Argentine Supreme Court faces shake-up
By Adam Thomson in Buenos Aires
Financial Times: June 6 2003

Lawmakers on Thursday began examining the record of Argentina's Supreme
Court president - a move that could lead to a purge of one of the country's
most powerful institutions.

The investigation of Judge Julio Nazareno's alleged misconduct follows a
blistering attack by Néstor Kirchner, Argentina's president, on the
institution late Wednesday night. In his first address to the nation since
taking power last month, Mr Kirchner asked Congress to "set a milestone
towards a new Argentina by protecting the [country's] institutions from men
who are not up to the task at hand".

In what many consider the most daring gamble of his political career, Mr
Kirchner declared: "It is scandalous that some [Supreme Court members] try
to hold the nation's governance hostage to obtain personal or institutional
guarantees."

Mr Kirchner - and most Argentines - have long considered the Supreme Court a
corrupt and politically tainted institution. In 1991 Carlos Menem, then
president, shook up the court, adding handpicked judges who tipped it in his
favour.

Of the court's nine members today, Mr Nazareno, the prime target of Mr
Kirchner's attack, is the most closely associated with the unpopular Mr
Menem. Like the former president, the judge is from La Rioja province, and
even shared a legal practice with Senator Eduardo Menem, Mr Menem's brother.

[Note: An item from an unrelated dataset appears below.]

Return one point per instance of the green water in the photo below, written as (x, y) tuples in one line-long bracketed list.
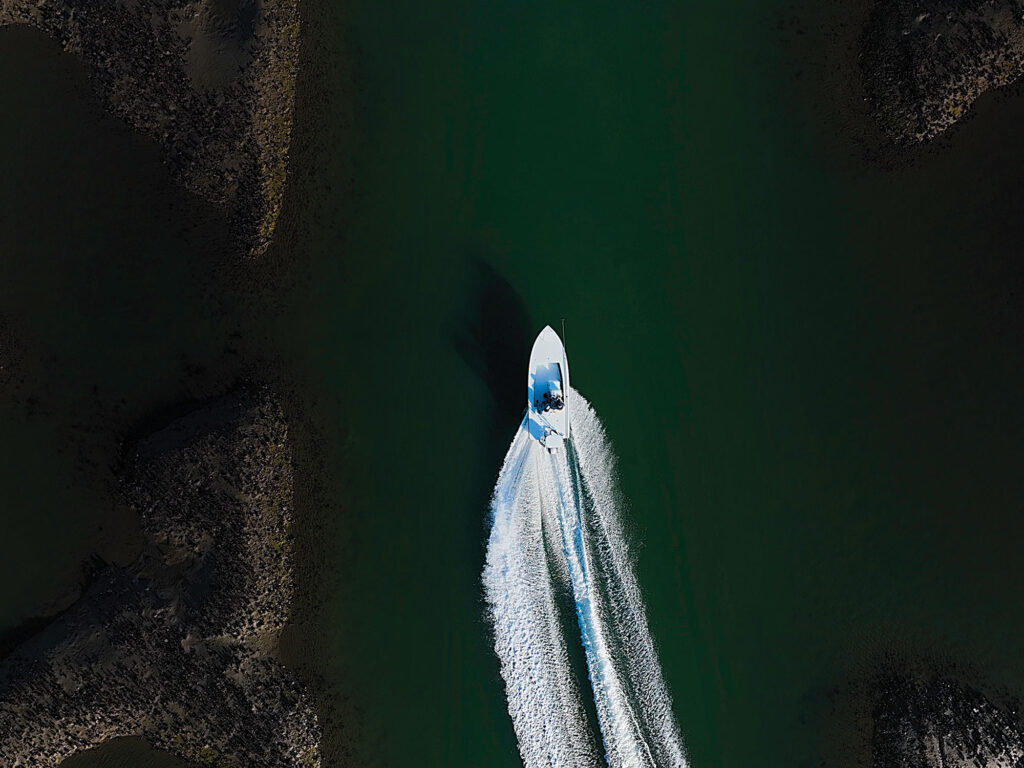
[(808, 360)]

"Nazareno is a great target because he is the closest thing the country's
institutions have left to resembling Menem and the old-style of corrupt
politics that he symbolises," Sergio Berenstein, professor of politics at
the Di Tella University in Buenos Aires, said.

Despite the court's lack of popularity, analysts said the president was
laying his political future - and even the country's economic stability - on
the line.

By involving Congress, Mr Kirchner is testing for the first time his ability
to muster support in a highly fragmented legislature. Unlike Mr Menem or Edu
ardo Duhalde, the former president, Mr Kirchner does not have his own
faction to help win the two-thirds majority required for such cases.

Nor is Congress's support guaranteed. Last year Mr Duhalde tried, and
failed, to change the court's composition, accusing its members of poor
performance.

Prof Berenstein argues that sending the case back to Congress barely eight
months after it was thrown out casts Argentina's already-battered
institutions in a poor light. It also repeats an unfortunate precedent.
"Once again, we have a president who is trying to alter the composition of
the Supreme Court," he said.

Moreover, if Mr Kirchner's attempts at reform fail, the court will almost
certainly begin reprisals, potentially jeopardising economic stability.

On Thursday, speculation was already mounting that the court could soon rule
in favour of a woman whose dollar-denominated savings were forcibly
converted into pesos in last year's messy devaluation.

A decision ordering the bank to return the deposits in their original
currency would set a precedent for thousands of other depositors. That could
force the banks to pay out billions of pesos - a cost the government would
ultimately have to bear to keep the financial sector in business.